How to use shared weights in different layers of a model

Dongyue_Oliver · February 27, 2020, 9:06am

I am trying to share the weights in different layers in one model. Please take a look at this example code:

this code tries to share weights in fc1 and some parts of fc2

import torch
import torch.nn as nn
import torch.optim as optim

class testModule(nn.Module):

    def __init__(self):
        super(testModule, self).__init__()
        self.fc1 = nn.Linear(5, 10, bias=True)
        self.fc2 = nn.Linear(10, 10, bias=False)

        self.shared_weights = nn.Parameter(torch.randn(10, 5), requires_grad=True)

    def forward(self, x):
        x = self.fc1(x)
        x = self.fc2(x)
        return x

    def share_weight(self):
        index = [1, 3, 5, 7, 9]
        self.fc1.weight.data = self.shared_weights
        self.fc2.weight.data[:, index] = self.shared_weights

After calling the .share_weight() method and training, the weight in fc1.weight and fc2.weight[:, index] become different.

Why would this happen and what is the behavior behind assigning weight.data as another tensor. How could I reach the goal of sharing fc1.weight and fc2.weight[:, index] in training.

albanD · February 27, 2020, 5:02pm

Hi,

.data is in the process of being removed and should not be used. As you have experienced, it only does very confusing things

You will need to have only nn.Parameters to be the true parameters and you will have to recompute other things at each forward:

import torch
import torch.nn as nn
import torch.optim as optim

class testModule(nn.Module):

    def __init__(self):
        super(testModule, self).__init__()
        self.fc1 = nn.Linear(5, 10, bias=True)
        self.fc2 = nn.Linear(10, 10, bias=False)

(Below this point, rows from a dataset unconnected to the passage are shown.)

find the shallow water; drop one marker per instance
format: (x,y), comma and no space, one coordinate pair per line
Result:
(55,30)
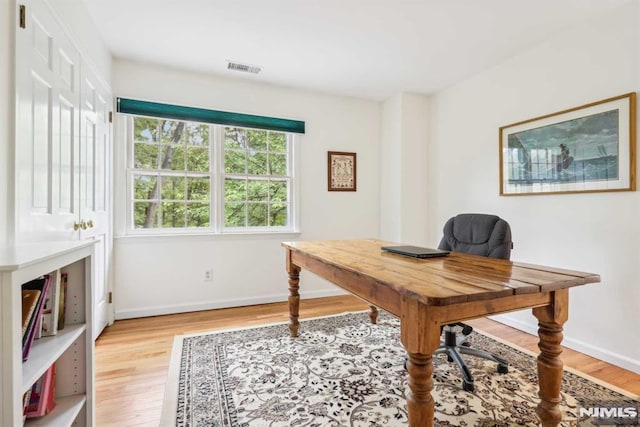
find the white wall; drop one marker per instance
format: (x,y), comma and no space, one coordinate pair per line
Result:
(403,154)
(7,23)
(77,22)
(165,274)
(590,232)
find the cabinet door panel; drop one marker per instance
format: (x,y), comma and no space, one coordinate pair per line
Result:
(47,133)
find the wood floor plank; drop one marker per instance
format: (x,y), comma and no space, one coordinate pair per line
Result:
(132,356)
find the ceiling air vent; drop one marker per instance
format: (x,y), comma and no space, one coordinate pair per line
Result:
(246,68)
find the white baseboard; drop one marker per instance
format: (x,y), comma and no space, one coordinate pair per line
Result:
(235,302)
(578,345)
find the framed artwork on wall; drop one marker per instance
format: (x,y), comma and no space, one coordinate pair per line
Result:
(590,148)
(341,168)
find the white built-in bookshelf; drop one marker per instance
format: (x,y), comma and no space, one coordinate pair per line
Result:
(72,348)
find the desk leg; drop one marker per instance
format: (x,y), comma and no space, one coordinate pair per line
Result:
(420,335)
(420,403)
(294,298)
(550,321)
(373,314)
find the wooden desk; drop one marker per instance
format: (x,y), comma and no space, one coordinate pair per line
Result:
(427,293)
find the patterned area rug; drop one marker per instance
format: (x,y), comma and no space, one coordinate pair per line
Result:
(343,371)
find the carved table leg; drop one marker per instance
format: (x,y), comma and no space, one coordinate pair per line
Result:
(420,403)
(294,298)
(373,314)
(420,335)
(550,321)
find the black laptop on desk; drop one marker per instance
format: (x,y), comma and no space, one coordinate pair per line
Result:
(415,251)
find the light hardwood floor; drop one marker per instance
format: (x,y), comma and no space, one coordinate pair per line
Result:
(132,356)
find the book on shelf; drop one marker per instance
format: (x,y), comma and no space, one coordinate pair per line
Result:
(62,300)
(29,304)
(49,323)
(41,399)
(42,284)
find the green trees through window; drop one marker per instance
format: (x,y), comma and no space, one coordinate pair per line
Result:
(174,176)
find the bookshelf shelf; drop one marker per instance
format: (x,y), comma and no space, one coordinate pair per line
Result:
(47,350)
(71,348)
(65,412)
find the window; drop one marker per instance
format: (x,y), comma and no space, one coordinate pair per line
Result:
(187,176)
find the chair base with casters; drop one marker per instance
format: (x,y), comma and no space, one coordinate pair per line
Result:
(455,345)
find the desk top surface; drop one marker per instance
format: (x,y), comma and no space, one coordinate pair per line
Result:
(439,281)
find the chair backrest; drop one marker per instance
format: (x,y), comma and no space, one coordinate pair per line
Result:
(477,234)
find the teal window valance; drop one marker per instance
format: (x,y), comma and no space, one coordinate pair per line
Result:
(178,112)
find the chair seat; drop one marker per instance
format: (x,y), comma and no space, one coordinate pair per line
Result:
(478,234)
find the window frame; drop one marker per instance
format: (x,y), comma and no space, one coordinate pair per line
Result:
(216,175)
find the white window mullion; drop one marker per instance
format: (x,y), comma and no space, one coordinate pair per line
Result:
(217,187)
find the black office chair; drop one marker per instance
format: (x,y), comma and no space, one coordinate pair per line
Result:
(477,234)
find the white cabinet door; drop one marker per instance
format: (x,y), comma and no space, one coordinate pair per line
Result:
(63,147)
(95,185)
(47,134)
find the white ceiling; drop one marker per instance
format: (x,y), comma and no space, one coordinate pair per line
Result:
(364,48)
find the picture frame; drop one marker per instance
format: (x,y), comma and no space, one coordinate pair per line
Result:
(590,148)
(342,171)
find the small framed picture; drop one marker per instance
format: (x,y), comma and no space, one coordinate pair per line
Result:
(342,171)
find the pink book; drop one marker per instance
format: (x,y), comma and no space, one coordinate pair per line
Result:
(41,392)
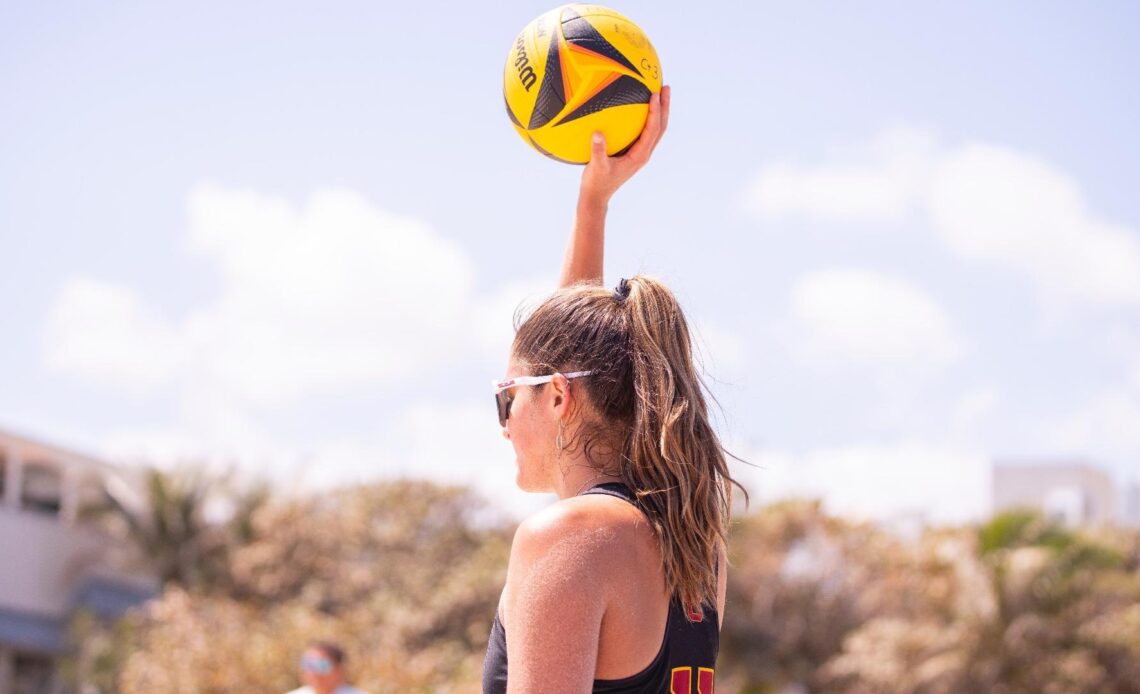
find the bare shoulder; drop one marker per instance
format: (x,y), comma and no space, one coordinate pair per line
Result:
(580,527)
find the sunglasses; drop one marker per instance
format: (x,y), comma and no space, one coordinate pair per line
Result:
(504,390)
(320,666)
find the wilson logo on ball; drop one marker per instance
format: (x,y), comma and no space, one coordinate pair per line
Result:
(595,71)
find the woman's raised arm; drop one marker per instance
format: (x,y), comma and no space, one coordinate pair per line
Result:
(603,176)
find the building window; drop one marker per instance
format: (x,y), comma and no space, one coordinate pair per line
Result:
(41,489)
(33,672)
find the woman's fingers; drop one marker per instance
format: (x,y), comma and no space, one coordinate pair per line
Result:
(597,148)
(644,145)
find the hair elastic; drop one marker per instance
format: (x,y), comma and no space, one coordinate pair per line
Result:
(621,292)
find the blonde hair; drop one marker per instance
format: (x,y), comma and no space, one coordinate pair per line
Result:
(651,407)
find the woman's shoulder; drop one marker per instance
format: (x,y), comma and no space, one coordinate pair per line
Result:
(580,547)
(591,522)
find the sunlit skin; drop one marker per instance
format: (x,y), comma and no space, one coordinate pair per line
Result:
(585,595)
(323,683)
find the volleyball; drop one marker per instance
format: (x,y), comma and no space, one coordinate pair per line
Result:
(575,71)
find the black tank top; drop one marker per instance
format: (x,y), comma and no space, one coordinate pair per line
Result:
(684,663)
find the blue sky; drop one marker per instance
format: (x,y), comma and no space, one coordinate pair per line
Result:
(292,236)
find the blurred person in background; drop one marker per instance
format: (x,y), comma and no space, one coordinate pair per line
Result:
(619,586)
(323,670)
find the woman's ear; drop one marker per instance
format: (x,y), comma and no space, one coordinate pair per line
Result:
(561,397)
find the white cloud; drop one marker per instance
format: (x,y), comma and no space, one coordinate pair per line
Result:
(874,182)
(975,407)
(108,334)
(993,204)
(864,316)
(880,481)
(334,294)
(722,350)
(1107,425)
(985,203)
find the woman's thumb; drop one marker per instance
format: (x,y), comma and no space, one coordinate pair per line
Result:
(597,147)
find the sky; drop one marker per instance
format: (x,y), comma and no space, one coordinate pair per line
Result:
(292,237)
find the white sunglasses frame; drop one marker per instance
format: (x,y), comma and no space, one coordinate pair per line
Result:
(498,386)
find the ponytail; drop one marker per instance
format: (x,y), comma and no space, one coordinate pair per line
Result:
(650,403)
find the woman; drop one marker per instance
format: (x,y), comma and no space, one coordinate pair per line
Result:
(619,586)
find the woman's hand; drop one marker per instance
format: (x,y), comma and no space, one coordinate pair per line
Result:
(603,176)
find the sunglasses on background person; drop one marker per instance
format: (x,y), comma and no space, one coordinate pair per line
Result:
(504,390)
(320,666)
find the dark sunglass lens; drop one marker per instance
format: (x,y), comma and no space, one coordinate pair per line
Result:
(503,403)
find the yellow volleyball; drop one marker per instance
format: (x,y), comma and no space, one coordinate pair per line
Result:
(575,71)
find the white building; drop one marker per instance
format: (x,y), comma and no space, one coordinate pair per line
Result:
(1075,494)
(53,561)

        # Remove the weights as we override them in the forward
        # so that they don't show up when calling .parameters()
        del self.fc1.weight
        del self.fc2.weight

        self.fc2_base_weights = nn.Parameter(torch.randn(10, 10))
        self.shared_weights = nn.Parameter(torch.randn(10, 5))

    def forward(self, x):
        # Update the weights
        index = [1, 3, 5, 7, 9]
        self.fc1.weight = self.shared_weights
        self.fc2.weight = self.fc2_base_weights.clone()
        self.fc2.weight[:, index] = self.shared_weights

        x = self.fc1(x)
        x = self.fc2(x)
        return x

    def _weight(self):

Dongyue_Oliver · February 28, 2020, 2:41am

Thank you! This way works!